Computerized Tomography-Based Quantification of Regional Volume in Murine Lung Specimens

Objectives Alterations in regional lung morphology are indicative of pathological changes in the lung. Accurate estimation of morphology-related metrics, particularly volume, is critical in understanding the pathophysiology and progression of disease. Current techniques for lung volume measurement include morphometry based on histologic sectioning and micro-computerized tomography (micro-CT). Advantages of micro-CT as a modality include 3-dimensional (3D) structure preservation, time efficiency and automation. Limitations of current micro-CT imaging techniques for lung volume determination include inefficient procedures for sample preparation and reduced contrast at high resolution to study lung morphology reliably. We describe a simple and efficient ex vivo lung preparation technique, adapted from a previously reported method used to evaluate lung fibrosis, to quantify regional lung volumes of wild type (WT) and Claudin18 knockout (KO) mice with lung enlargement using high-resolution (0.7 µm) micro-CT scanning.
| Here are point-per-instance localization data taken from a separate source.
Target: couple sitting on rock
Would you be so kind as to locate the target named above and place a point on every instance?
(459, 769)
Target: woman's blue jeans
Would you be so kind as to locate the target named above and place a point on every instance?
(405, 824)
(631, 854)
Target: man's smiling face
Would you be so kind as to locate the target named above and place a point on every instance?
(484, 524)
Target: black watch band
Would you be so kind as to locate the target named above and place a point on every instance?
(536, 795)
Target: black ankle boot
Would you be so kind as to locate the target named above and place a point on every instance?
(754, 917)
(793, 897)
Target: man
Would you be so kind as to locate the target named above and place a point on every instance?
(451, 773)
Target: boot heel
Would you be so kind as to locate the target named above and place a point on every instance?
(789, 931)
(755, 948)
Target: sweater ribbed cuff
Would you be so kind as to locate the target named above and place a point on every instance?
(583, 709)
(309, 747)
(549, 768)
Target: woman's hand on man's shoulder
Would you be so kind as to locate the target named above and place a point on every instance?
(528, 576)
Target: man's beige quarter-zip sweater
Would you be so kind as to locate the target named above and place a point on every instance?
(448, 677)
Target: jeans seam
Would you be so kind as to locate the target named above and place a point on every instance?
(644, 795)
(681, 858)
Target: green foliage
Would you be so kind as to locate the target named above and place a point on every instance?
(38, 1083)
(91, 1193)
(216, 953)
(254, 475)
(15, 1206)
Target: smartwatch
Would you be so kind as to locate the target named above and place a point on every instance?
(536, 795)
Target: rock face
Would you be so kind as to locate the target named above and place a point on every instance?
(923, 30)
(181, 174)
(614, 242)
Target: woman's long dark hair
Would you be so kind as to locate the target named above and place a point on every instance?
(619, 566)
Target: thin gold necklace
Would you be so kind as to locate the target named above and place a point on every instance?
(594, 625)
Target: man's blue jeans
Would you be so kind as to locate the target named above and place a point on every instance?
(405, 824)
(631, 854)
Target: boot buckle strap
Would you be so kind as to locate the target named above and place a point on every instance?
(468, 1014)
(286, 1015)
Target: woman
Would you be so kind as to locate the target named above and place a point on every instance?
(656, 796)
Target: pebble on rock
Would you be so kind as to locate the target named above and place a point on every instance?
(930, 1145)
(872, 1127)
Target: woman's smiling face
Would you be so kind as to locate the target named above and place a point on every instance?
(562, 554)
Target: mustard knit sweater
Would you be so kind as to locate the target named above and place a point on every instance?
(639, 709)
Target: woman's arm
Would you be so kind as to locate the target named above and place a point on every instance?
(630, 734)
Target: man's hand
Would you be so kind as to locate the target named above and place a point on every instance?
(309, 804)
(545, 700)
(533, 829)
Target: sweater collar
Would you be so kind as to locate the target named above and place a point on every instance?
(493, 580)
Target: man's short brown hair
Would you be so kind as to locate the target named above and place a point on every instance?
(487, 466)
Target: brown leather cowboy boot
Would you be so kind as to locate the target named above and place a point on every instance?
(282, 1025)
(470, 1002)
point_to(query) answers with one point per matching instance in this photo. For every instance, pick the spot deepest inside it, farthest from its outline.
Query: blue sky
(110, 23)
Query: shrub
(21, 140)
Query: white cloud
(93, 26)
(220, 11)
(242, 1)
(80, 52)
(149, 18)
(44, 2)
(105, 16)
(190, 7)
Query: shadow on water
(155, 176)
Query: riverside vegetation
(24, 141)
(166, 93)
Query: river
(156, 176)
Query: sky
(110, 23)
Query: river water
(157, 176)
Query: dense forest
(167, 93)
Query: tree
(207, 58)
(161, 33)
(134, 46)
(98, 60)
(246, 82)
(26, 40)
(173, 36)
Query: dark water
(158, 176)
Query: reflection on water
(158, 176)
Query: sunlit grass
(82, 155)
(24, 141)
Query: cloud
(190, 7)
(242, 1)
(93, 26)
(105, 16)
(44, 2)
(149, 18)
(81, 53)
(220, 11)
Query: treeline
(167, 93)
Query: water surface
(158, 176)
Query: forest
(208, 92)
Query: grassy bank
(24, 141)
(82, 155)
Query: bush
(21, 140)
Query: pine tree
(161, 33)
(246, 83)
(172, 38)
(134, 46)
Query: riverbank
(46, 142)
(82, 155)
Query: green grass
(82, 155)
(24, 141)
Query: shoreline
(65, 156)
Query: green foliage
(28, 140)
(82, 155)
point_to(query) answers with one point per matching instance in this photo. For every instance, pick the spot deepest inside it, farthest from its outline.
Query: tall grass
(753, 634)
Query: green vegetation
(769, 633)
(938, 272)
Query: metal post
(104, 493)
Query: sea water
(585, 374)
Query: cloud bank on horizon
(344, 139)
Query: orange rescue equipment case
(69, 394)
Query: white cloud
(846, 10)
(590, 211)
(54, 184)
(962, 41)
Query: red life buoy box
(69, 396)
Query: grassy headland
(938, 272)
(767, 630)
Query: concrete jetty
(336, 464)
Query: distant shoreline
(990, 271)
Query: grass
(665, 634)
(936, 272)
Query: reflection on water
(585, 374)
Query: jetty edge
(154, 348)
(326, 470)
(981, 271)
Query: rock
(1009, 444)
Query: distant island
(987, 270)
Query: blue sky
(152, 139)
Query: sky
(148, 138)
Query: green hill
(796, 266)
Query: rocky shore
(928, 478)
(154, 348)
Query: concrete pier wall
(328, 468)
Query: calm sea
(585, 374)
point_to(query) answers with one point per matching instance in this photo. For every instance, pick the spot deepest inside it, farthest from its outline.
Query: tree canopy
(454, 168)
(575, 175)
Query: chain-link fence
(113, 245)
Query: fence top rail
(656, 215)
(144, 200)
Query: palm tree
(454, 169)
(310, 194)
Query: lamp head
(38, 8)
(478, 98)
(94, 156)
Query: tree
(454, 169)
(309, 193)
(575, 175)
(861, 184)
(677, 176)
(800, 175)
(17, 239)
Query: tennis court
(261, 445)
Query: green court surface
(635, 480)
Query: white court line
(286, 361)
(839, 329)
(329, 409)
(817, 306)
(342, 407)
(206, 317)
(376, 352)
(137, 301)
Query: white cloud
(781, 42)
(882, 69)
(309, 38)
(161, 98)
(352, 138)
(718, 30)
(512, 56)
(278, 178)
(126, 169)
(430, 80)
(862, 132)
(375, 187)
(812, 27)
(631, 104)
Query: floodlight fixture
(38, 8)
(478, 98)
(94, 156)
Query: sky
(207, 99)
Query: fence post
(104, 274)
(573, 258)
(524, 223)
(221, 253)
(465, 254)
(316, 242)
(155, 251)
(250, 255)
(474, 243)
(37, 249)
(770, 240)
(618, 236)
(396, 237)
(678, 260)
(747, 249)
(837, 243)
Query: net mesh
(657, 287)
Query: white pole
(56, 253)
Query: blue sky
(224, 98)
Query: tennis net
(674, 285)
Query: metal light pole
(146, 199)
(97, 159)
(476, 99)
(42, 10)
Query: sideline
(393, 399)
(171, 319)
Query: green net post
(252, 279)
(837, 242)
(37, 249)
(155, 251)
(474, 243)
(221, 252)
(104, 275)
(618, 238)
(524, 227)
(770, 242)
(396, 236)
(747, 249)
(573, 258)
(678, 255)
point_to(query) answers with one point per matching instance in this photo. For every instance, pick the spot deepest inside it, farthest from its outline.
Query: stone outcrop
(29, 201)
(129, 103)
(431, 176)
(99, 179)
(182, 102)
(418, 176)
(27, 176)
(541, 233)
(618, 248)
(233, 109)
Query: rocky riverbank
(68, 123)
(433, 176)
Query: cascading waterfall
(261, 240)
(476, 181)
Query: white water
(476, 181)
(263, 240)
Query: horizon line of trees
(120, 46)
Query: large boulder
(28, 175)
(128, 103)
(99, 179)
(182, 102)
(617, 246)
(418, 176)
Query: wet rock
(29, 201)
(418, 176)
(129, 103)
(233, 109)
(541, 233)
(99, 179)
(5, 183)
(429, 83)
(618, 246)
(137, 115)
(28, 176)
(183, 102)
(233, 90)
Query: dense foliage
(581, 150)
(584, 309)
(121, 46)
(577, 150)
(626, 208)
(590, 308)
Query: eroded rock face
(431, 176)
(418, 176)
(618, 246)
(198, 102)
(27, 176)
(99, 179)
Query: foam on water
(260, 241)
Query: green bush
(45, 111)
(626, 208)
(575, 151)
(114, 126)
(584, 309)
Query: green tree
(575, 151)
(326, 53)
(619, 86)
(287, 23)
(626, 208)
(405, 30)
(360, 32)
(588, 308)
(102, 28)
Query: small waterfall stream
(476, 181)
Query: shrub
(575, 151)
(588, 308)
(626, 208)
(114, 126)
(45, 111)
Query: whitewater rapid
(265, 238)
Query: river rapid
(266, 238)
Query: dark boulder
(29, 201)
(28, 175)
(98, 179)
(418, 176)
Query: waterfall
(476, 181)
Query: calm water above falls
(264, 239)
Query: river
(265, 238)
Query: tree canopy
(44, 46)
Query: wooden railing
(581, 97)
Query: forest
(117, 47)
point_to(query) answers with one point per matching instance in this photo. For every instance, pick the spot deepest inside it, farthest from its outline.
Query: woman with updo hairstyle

Methods Lungs from three wild type (WT) and Claudin18 KO mice (age 4 months) were insufflated with 4% paraformaldehyde at 20 cm H2O pressure overnight. Samples were dehydrated through an ethanol gradient and incubated in hexamethyldisilazane (HMDS) before air-drying. Lungs were scanned at an isotropic resolution of 10 µm at 45kVp, 200mAs with a Scanco µCT50 scanner. Small sections (~2 mm3) cut from distal lung were scanned at an isotropic resolution of 0.7 µm with an energy focused X-ray spectrum. Raw CT data were processed and visualized using AMIRA (FEI) software. 3D segmentation of lung tissue and airspace was performed by exploiting the enhanced radiodensity difference between tissue and air achieved by our method. Total lung and regional volumes (i.e., conducting airways, alveolar space and parenchyma of the small section) were automatically quantified by AMIRA.

Results Consistent with literature values, WT total lung volume (Vlung) and conducting airway volume (Vairway) were 0.62 ± 0.02 ml and 0.110 ± 0.00 ml, respectively. Alveolar airspace fraction (Falv) and parenchymal fraction (Fpar) of the small lung section were 0.79 ± 0.00 and 0.21 ± 0.00, respectively. Alveolar airspace volume (Valv) and parenchymal volume (Vpar), calculated as Falv x (Vlung-Vairway) and Fpar x (Vlung-Vairway), were 0.40 ± 0.01 ml and 0.11 ± 0.01 ml, respectively. Claudin18 KO mice lungs showed increased total lung volume (1.05 ± 0.08 ml, p<0.05) with increased parenchymal volumes (0.56 ± 0.07 ml, p<0.05). WT and Claudin 18 KO total lung volumes were consistent with results obtained by volume displacement showing ~2-fold increases in lung volume in Claudin 18 KO mice.

Conclusions The lung preparation method described preserves lung 3D structure for micro-CT scanning while accentuating tissue-air contrast within the lung. The use of an energy focused X-ray spectrum reduces imaging artifacts, allowing improved visualization of alveolar microstructure and conducting airways at high resolution and facilitating quantification of lung volume changes in different lung compartments. This platform shows promise for accurate quantification of lung volumes in both normal and diseased lungs.